1. È un golpe “civico-policial”, organizzato dai comitati civici di Santa Cruz, messi su dai possidenti e dall’oligarchia dell’oriente boliviano. Successivamente si sono ammutinate, in maniera coordinata, diverse divisioni della polizia. Nella giornata di domenica 10 novembre si è aggiunto l’esercito, con quella sorta di “ultimatum” dato a Evo affinché rassegnasse le sue dimissioni.

2. È un golpe fondamentalista, che mira a riportare la Bibbia “al governo”, a rimettere il Paese nelle mani di Dio.
L’immagine simbolo del fondamentalismo è quella di Camacho all’interno del Palacio Quemado, vecchia sede presidenziale, inginocchiato dinanzi a una bandiera boliviana e alla Bibbia.

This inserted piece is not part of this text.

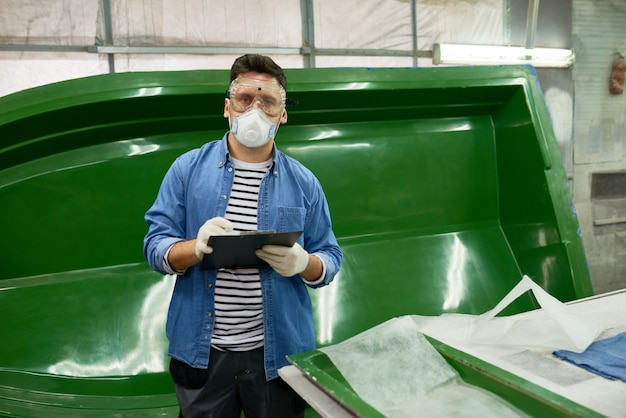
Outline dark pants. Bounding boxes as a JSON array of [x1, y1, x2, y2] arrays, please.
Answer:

3. È un golpe razzista, perché disprezza profondamente i popoli originari, gli indigeni. Basta ascoltare la piazza, in cui più d’una volta si udiva “indios de mierda” o “andate a lavarvi”.
L’immagine simbolo del razzismo è l’assenza assoluta della wiphala, la bandiera indigena, nelle manifestazioni di piazza nel bastione dei golpisti, Santa Cruz.

4. È un golpe misogino e “patriarcale”, perché disprezza e attacca le donne.
L’immagine simbolo del patriarcato e del sessismo è quella che ritrae la sindaca di Vinto, Patricia Arce, col viso e il corpo ricoperti di pittura, i capelli rasati a forza, costretta a camminare scalza per 3km perché trofeo da esibire. Una donna “umiliata” è il progetto dei golpisti.

5. È un golpe anti-sindacale, perché hanno attaccato e continuano ad attaccare le sedi del movimento sindacale e quelle dei movimenti sociali che sono al fianco di Evo Morales.
L’immagine simbolo di questo fascismo è quella di José Aramayo, direttore della radio della Confederación Sindical Única de Trabajadores Campesinos de Bolivia, ammanettato a un albero.

6. È un golpe mafioso, che ha ottenuto le dimissioni di numerosi esponenti del MAS con incarichi governativi o istituzionali appiccando il fuoco alle loro case o, preferibilmente, a quelle dei loro familiari. La vendetta trasversale è caratteristica delle organizzazioni mafiose.
L’immagine simbolo è la casa saccheggiata della sorella del presidente Evo.

7. È un golpe che fa gli interessi degli USA: Camacho, leader golpista emerso all’indomani delle elezioni del 20 ottobre, ha avuto più d’un colloquio col dipartimento di Stato USA. Non credo abbiano mangiato pasticcini. Sarà tutto alla luce del sole quando inizieranno a rimettere piede nel Paese la CIA, le diverse agenzie statunitensi e, soprattutto, quando la Bolivia tornerà a esser terra di conquista per i capitali a stelle e strisce.

Evo si è dimesso. I golpisti cantano vittoria. Ma non è la fine della partita. Né tanto meno della storia.
Non c’è tempo per la disperazione.
“Volveremos y seremos millones” (“Torneremo e saremo milioni”). È la profezia di Tupac Katari che si incarna nelle ultime parole di Evo: “La lucha sigue!”